JJ Jackson, MA, NCC, LCPC, LPC (he/him/his)
PhD Student, University of Rochester, School of Nursing
Years as an ANAC member: 1
ANAC committee: DEI
Why is Black History Month and National Black HIV/AIDS Awareness Day important?
National Black HIV/AIDS Awareness Day is a call to action—it’s a moment to center the realities of HIV in Black communities, acknowledge the resilience of those affected, and confront the systemic barriers that continue to drive disparities. It’s also about honoring the legacy of Black activists, researchers, and healthcare providers who have fought for equity in HIV prevention and care. For me, it reinforces the need to move beyond awareness into structural change—ensuring that care is not just available, but affirming, accessible, and free from stigma. The sexual health of Black communities is a global priority, and raising awareness within the context of sexual health and HIV is the first step toward galvanizing overdue equity, responsive interventions, and the alleviation of disparities. It’s a reminder—and a call to action—for me and others to reenergize our work.
Why did you join the fight to end HIV/AIDS?
I stepped into this fight at a crossroads of personal experience and professional insight. Seeing firsthand how Black and Hispanic sexual and gender minorities face challenges in accessing quality HIV care—challenges rooted in trauma, social determinants, and systemic gaps—I realized this isn’t just about medicine; it’s about justice. This fight became deeply personal for me because I know it from both sides: as someone who’s navigated the system as a consumer and as a professional committed to change. I’m determined to reshape policies, case management, and provider practices so that they empower rather than hinder access to care. Ending HIV/AIDS is more than a science problem—it’s a call for fairness and dignity in every step of care, and that’s where my fight begins. I’m excited about the robust and groundbreaking work already underway in sexual health and HIV, and I’m eager to contribute to those efforts.
Who/what inspires you?
I’m inspired by the resilience of the Black and Brown communities that continue to push forward despite systemic inequities. I’m also inspired by the visionaries in the field—those who refuse to accept the status quo and dare to reimagine what HIV care could look like. But most importantly, I carry deep gratitude for my earliest clients—the ones who trusted me as I was finding my footing in sexual health work. Their stories, struggles, and triumphs shaped the way I approach this work, reminding me that behind every policy, intervention, and statistic are real people navigating real challenges. They inspire me to keep pushing for a system that truly meets their needs.
What is something you learned in the last month?

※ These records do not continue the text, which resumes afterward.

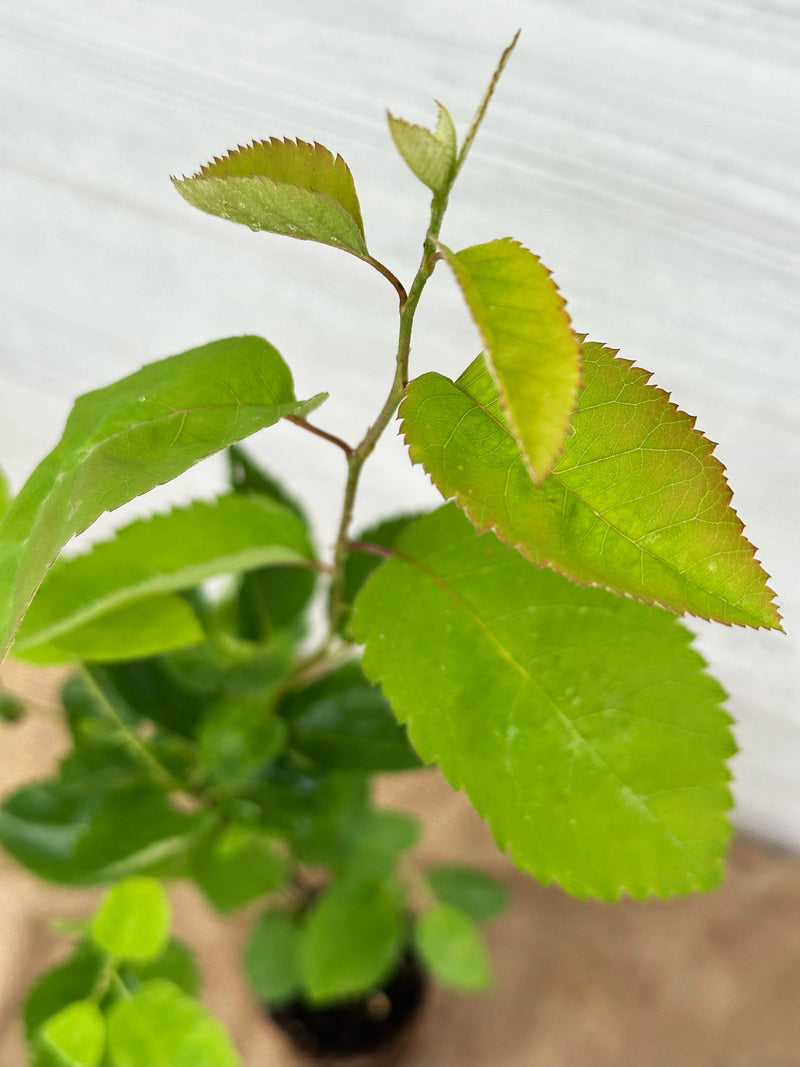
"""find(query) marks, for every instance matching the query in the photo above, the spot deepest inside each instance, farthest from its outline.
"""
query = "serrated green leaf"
(272, 956)
(155, 624)
(352, 939)
(133, 920)
(73, 1037)
(72, 980)
(469, 890)
(161, 1026)
(531, 350)
(342, 721)
(580, 723)
(238, 864)
(637, 502)
(430, 154)
(451, 946)
(285, 187)
(125, 439)
(158, 555)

This past month, I’ve been reflecting on how provider autonomy support—or lack thereof—shapes the way Black and Hispanic men engage in HIV care. Through the lens of Self-Determination Theory (SDT), I’m realizing just how critical it is to foster autonomy, competence, and relatedness in patient-provider interactions. When providers create space for patients to feel heard, valued, and empowered in their care decisions, they’re not just offering services—they’re reinforcing the intrinsic motivation to stay engaged in care. The more we understand these dynamics, the better we can design systems that don’t just reach people but resonate with them, ensuring that care is not only accessible but also affirming and sustainable. In addition, I’m learning how to translate these insights and passions into specific research aims to secure funding—a dynamic, iterative process that reinforces the bridge between theory and practice.